Thursday, October 18, 2012

Breaking Spirals


Our minds are constantly filled with narratives of our own creation.  These narratives define who we are, and who we are conditions the narratives.  When our outlook is bleak, the narrative becomes bleak, which only darkens our outlook.  This negative cycle can continue in a downward spiral with tragic consequences, such as in the case of young Amanda Todd.  

Alternately, a positive outlook creates a happier narrative, which accentuates the positive and improves our outlook.  While this is a happier occurrence, reality isn't always seen through "rose-colored glasses" and we can find ourselves blindsided when fate suddenly taps us on the shoulder.

Meditation is a way to break these cycles.  Sitting still and quieting the mind, we can stop listening to the narration (even if the narrative itself never really quite stops).  In deep states of meditation, body and mind drop away, and when there is no narration, there is no narrator.  
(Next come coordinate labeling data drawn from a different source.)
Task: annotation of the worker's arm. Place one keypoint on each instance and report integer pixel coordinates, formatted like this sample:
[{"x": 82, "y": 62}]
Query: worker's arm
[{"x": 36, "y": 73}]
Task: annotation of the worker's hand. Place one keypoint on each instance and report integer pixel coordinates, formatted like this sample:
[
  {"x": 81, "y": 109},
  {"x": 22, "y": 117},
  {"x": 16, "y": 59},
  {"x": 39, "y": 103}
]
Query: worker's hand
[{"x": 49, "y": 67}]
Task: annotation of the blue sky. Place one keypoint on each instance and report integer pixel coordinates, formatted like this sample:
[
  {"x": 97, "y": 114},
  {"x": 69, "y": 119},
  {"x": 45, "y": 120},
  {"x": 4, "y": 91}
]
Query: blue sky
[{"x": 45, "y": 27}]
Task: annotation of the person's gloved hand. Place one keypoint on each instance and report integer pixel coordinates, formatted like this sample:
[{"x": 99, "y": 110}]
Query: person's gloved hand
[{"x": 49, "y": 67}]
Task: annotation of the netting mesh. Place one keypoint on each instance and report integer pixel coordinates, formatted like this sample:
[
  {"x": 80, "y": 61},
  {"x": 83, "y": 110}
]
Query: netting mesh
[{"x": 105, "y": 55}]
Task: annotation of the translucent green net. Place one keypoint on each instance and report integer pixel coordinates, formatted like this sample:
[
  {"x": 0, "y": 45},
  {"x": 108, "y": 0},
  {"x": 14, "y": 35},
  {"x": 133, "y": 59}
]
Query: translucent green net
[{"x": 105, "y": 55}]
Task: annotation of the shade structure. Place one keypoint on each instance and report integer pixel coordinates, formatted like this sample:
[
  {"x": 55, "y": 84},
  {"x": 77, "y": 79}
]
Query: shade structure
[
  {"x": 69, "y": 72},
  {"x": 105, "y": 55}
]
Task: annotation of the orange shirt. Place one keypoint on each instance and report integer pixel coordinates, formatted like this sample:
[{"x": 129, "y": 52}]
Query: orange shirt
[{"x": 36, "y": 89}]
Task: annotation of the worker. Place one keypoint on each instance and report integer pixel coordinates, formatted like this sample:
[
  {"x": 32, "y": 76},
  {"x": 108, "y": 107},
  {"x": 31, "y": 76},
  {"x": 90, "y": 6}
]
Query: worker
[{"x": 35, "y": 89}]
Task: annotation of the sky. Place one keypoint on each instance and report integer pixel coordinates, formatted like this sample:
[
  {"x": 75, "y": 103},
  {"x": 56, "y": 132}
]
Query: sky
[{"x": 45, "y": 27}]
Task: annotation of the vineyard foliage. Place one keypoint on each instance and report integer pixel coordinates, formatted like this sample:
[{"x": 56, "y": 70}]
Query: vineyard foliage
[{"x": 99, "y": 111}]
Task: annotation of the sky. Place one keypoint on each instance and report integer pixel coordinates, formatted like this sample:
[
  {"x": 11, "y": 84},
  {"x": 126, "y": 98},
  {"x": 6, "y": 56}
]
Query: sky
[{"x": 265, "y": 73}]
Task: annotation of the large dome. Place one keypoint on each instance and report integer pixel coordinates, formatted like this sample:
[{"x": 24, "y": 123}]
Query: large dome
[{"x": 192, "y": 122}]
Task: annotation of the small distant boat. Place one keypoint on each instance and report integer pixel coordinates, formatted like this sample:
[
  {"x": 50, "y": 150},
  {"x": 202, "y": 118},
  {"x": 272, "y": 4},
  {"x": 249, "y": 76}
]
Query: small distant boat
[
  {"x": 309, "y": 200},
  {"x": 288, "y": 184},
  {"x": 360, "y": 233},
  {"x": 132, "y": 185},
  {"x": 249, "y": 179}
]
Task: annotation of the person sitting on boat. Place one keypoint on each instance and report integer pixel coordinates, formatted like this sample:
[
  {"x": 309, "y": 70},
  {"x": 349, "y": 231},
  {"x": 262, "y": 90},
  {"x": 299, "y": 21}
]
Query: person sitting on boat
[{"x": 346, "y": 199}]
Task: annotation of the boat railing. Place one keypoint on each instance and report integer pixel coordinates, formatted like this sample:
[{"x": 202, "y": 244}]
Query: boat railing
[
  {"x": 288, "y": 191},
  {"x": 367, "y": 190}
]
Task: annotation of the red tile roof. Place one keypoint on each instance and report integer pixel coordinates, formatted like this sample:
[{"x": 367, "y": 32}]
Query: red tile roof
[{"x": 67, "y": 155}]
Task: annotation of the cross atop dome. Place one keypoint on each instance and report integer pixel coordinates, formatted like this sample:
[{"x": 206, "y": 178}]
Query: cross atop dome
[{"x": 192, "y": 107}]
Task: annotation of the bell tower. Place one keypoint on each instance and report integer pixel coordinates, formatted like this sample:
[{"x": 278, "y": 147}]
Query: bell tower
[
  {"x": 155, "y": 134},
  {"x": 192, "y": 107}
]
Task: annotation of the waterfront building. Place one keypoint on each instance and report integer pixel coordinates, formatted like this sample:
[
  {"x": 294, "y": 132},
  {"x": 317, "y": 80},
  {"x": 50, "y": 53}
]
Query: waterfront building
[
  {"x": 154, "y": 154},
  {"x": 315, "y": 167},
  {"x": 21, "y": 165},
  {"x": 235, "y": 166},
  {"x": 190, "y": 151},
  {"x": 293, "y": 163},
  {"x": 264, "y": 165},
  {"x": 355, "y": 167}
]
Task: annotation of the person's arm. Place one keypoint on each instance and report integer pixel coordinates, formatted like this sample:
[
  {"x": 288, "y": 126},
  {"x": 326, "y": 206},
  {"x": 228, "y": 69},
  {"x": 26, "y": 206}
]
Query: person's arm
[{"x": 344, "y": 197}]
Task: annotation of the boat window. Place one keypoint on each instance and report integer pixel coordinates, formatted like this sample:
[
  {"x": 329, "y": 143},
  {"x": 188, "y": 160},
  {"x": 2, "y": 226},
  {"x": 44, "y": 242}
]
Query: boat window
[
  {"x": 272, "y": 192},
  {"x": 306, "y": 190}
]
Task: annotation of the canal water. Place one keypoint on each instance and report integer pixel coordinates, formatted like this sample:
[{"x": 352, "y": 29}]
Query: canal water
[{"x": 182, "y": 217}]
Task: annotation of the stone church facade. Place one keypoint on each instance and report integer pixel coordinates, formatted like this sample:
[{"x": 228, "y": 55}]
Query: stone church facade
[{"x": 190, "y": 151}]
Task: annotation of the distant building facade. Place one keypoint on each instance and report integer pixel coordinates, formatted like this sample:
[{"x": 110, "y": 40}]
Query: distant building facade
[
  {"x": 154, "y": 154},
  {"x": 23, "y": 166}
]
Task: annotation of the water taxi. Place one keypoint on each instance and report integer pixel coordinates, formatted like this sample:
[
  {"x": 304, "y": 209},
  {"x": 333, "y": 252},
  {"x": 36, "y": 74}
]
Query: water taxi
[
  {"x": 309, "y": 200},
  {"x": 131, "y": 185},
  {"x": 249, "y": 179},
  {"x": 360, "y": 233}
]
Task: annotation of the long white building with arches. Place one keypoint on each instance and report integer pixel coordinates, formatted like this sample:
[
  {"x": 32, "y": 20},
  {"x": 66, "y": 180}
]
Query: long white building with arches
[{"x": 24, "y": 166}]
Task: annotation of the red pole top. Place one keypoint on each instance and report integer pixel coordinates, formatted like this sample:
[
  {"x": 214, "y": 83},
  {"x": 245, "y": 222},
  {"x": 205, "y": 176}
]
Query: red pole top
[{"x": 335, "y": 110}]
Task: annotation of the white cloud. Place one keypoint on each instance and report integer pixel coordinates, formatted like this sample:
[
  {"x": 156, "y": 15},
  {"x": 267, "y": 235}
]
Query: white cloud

When the bell rings and we come back to the world, we have a chance, if even for a minute, to see things as they are outside of the influence of the outlook-narrative cycles.  Eventually, habitual tendencies of the mind will  reestablish themselves, but we can always return to our meditation practice before they become too deeply entrenched.  With time, we learn to not get as caught up in them as we had before our practice began.